2. Each of eight disks contained two partitions - one formatted as ext2, the
3. The root partition was in an LVM on a SCSI disk attached to an LSI320 raid
OOPS in kjournald
Created attachment 110798 [details]
"messages" file containing the OOPS in kjournald (line 582)
What IO stress was being used in this case?
The stress test performs file reads and writes to the filesystems described.
Various block sizes (64K, 32K, and 4K) are used.
Created attachment 112107 [details]
We are seeing these errors when performing I/O stress via any of our 3 Emulex
adapters (9802, 1050 and 10000).
Created attachment 112125 [details]
Patch to fix race in journal_unmap_buffer()
This patch fixes a race condition between journal_unmap_buffer() and
journal_commit_transaction(). It involves journal_put_journal_head() being
called without any locking, and thus hitting a small window in kjournald where
the buffer's b_transaction can be temporarily NULL. If that triggers, the
journal_unmap_buffer() ends up throwing away the journal_head that is still in
use by journal_commit_transaction.
This patch has fixed several "oops in kjournald" footprints in testing, and has
been committed for RHEL4 U1.
*** Bug 145790 has been marked as a duplicate of this bug. ***
*** Bug 147443 has been marked as a duplicate of this bug. ***
*** Bug 150590 has been marked as a duplicate of this bug. ***
Thank you for the patch. We will test it this weekend. I'm told our error is
usually seen within 8-14 hours of running.
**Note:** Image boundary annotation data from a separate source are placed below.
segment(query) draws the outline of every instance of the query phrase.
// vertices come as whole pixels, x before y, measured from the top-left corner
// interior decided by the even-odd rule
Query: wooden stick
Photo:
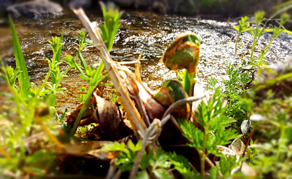
[[[111,57],[98,28],[90,22],[82,9],[72,10],[88,31],[90,36],[98,50],[99,55],[104,63],[105,66],[116,89],[117,93],[120,97],[119,99],[127,113],[128,119],[133,127],[134,133],[136,137],[139,138],[138,130],[144,134],[146,126],[135,107],[134,104],[130,98],[128,91],[123,85],[117,69],[117,65]]]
The patch appears to work great. We have not seen the kjournald errors while
running with the patched kernel. Unisys will open an Issue Tracker item in
hopes of getting a "hotfix" kernel to release to customers.
I am personally not sure of what steps need to be taken to do that, but
none-the-less the Issue Tracker item will be our first step.
This patch was committed on March 5th 2005...closing...